Greece may soon be back dealing in drachmas adrift alone in the Adriatic, JP Morgan and the other banks continue to be loosely regulated trading liabilities, and job growth continues to be anemic at best.
But fear not, the media trumpeted the headline this morning that homebuilder confidence in the U.S. rose more than estimates according to the National Association of Home Builders Index. While this NAHB release couldn’t bring the market higher on the day, the market had been in positive territory earlier in the day.
But really, who cares?
Like most of the economic that we are subjected to, not only are the numbers interpreted incorrectly, the data is mostly meaningless.

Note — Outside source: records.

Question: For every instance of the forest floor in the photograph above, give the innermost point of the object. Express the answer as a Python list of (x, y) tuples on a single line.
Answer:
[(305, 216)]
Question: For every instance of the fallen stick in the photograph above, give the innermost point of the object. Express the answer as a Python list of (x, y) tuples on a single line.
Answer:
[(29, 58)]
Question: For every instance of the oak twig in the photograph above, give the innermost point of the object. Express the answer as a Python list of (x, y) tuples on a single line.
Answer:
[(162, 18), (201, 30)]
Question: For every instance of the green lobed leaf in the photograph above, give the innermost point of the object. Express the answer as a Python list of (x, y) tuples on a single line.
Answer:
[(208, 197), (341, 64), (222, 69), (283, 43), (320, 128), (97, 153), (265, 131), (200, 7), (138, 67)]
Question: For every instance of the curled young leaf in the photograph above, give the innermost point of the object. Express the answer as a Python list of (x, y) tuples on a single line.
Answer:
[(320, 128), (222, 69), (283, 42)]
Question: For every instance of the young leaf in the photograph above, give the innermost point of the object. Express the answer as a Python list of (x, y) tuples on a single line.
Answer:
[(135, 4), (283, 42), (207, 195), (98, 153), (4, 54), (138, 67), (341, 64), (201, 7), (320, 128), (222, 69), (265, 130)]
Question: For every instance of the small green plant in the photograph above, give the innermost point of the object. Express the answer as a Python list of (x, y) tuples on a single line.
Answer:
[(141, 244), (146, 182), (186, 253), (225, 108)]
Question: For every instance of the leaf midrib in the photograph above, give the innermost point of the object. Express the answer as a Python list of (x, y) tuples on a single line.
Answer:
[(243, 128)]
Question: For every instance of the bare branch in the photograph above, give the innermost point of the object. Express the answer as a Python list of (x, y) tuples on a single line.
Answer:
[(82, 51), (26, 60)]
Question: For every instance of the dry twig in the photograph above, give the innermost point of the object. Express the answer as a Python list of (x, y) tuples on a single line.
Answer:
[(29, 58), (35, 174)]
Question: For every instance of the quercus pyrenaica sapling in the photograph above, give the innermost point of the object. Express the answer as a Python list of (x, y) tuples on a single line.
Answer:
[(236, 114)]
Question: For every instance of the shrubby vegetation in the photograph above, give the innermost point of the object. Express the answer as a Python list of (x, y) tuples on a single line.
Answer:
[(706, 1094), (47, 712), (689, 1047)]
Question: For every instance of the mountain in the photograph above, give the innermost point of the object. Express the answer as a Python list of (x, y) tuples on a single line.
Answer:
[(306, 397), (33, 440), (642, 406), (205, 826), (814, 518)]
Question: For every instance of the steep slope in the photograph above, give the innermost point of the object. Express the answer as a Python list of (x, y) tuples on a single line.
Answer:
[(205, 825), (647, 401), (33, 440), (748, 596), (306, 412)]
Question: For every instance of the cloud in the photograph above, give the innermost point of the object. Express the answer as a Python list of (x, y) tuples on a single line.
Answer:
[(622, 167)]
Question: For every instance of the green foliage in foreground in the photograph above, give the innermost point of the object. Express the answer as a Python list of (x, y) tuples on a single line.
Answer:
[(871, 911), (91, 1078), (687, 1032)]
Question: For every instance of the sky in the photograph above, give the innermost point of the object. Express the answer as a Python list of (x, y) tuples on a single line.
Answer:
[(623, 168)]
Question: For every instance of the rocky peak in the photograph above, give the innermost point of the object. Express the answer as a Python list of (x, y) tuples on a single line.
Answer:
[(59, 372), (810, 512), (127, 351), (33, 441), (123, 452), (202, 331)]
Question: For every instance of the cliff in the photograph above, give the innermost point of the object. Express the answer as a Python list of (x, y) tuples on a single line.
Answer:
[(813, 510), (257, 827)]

The NAHB home builder’s survey uses "a diffusion index on a scale of 0 to 100, based on a survey of builders. The index has 3 components--current sales, model home sales traffic, and builder expectations for 6 months hence rated on the basis of good, fair, or lousy. The most important of these is traffic, which reflects future sales. A reading below 50 means that more builders rate conditions as poor or very poor, rather than good or very good.
The HMI rose from 13 in June to 15 in July. That's the "good" news, but there was a catch. As bad as that was, the gain was based mostly on a big jump in the expectations component which surged from 15 to 22.
Now I ask you; how would a home builder have any clue what conditions would be like 6 months from now? Right. They don't. True, the present conditions index rose from 13 to 15, but that is not material in the overall scheme of things. The key number is still traffic, because without traffic you can't have sales, and weak traffic foreshadows weak sales.
Weak numbers on top of more weak data. The more things change, the more they stay the same.
Trade well and follow the trend, not the so-called “experts.”